La privatisation de Total et Elf au détriment du consommateur et des investissements

Dès 1986, la droite ouvre le capital d’Elf (jusque là publique) dont elle achèvera la privatisation en 1994 sous Balladur. En 1992, les principes de la loi pétrolière de 1928 sont abandonnés et l’Etat se désengage du consortium d’économie mixte Total-CFP (dans lequel il détenait 30% et une voix prépondérante). Dès lors l’Etat s’est dramatiquement privé de tout instrument efficace de pilotage. Après sa fusion avec le belge Petrofina puis avec Elf, Total se hisse au 4ème rang mondial des compagnies pétrolières.
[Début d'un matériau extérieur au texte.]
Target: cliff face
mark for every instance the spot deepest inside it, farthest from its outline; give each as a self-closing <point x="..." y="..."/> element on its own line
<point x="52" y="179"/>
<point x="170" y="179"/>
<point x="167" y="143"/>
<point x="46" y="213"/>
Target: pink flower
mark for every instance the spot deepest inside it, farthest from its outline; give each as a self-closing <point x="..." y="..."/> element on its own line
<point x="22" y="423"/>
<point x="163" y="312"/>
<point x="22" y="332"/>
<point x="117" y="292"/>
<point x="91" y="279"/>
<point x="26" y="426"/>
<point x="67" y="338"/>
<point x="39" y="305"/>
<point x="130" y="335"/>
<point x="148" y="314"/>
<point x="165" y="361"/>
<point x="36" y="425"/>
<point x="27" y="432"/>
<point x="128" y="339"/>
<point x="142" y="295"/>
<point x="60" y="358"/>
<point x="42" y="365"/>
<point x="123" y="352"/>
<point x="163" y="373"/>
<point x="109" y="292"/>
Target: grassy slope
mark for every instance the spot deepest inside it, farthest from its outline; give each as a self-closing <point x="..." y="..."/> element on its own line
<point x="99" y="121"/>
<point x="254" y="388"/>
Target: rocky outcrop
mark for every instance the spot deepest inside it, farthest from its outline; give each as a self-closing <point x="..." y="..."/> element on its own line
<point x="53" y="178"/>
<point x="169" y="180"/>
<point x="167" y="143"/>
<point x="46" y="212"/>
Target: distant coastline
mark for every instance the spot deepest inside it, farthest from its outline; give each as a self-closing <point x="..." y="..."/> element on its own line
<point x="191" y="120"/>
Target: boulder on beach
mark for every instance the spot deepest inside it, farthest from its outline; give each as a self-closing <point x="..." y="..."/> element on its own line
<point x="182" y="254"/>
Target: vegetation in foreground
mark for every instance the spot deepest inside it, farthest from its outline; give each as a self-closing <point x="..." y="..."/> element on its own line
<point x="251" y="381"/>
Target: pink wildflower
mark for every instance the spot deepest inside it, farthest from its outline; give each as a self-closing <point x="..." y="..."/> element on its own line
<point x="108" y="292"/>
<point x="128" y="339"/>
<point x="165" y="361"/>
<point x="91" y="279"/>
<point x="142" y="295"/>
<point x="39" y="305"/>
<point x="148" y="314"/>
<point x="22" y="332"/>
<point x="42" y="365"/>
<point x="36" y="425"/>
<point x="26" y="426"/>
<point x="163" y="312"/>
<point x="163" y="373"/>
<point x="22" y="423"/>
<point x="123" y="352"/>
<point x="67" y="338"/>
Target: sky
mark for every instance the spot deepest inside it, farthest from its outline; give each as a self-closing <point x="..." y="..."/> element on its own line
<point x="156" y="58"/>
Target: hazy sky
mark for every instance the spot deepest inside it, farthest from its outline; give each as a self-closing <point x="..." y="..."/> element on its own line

Puis elle se lance dans une course à la rentabilité financière au détriment des investissements dans ses capacités de production et surtout de raffinage. Total déverse ainsi sur le marché mondial deux fois plus de pétrole brut qu’il n’est capable d’en raffiner. L’Institut français du pétrole explique que « cette inadéquation de l’outil de raffinage à la demande est la conséquence de nombreuses années d’investissements réduits dans de nouvelles capacités ». Entre 2002 et 2005, les investissements productifs de Total ont ainsi augmenté 5 fois moins vite que ses profits (+22% d’investissements de production contre + 106% de profits). Les salariés n’en voient pas non plus la couleur : le salaire moyen a baissé de 8% en trois ans et la part des salaires dans la valeur ajoutée chuté de quatre points. L’essentiel de ces profits faramineux n’est donc pas réinvesti à long terme mais sert à financer des acquisitions dans d’autres groupes et surtout pour moitié à augmenter la rémunération des actionnaires et racheter ses propres actions. De 2000 à 2005, Total a ainsi doublé le dividende versé par action. Pire, il a racheté pour plus de 21 milliards d’euros de ses propres actions. Cette pratique purement spéculative sert à faire grimper artificiellement le cours et à augmenter le dividende versé par action, le tout en faisant littéralement partir de l’argent en fumée, sous forme de destruction du capital de l’entreprise. Rien qu’en renonçant à ces rachats d’action stériles, Total pourrait chaque année compenser l’alourdissement de la facture pétrolière des ménages.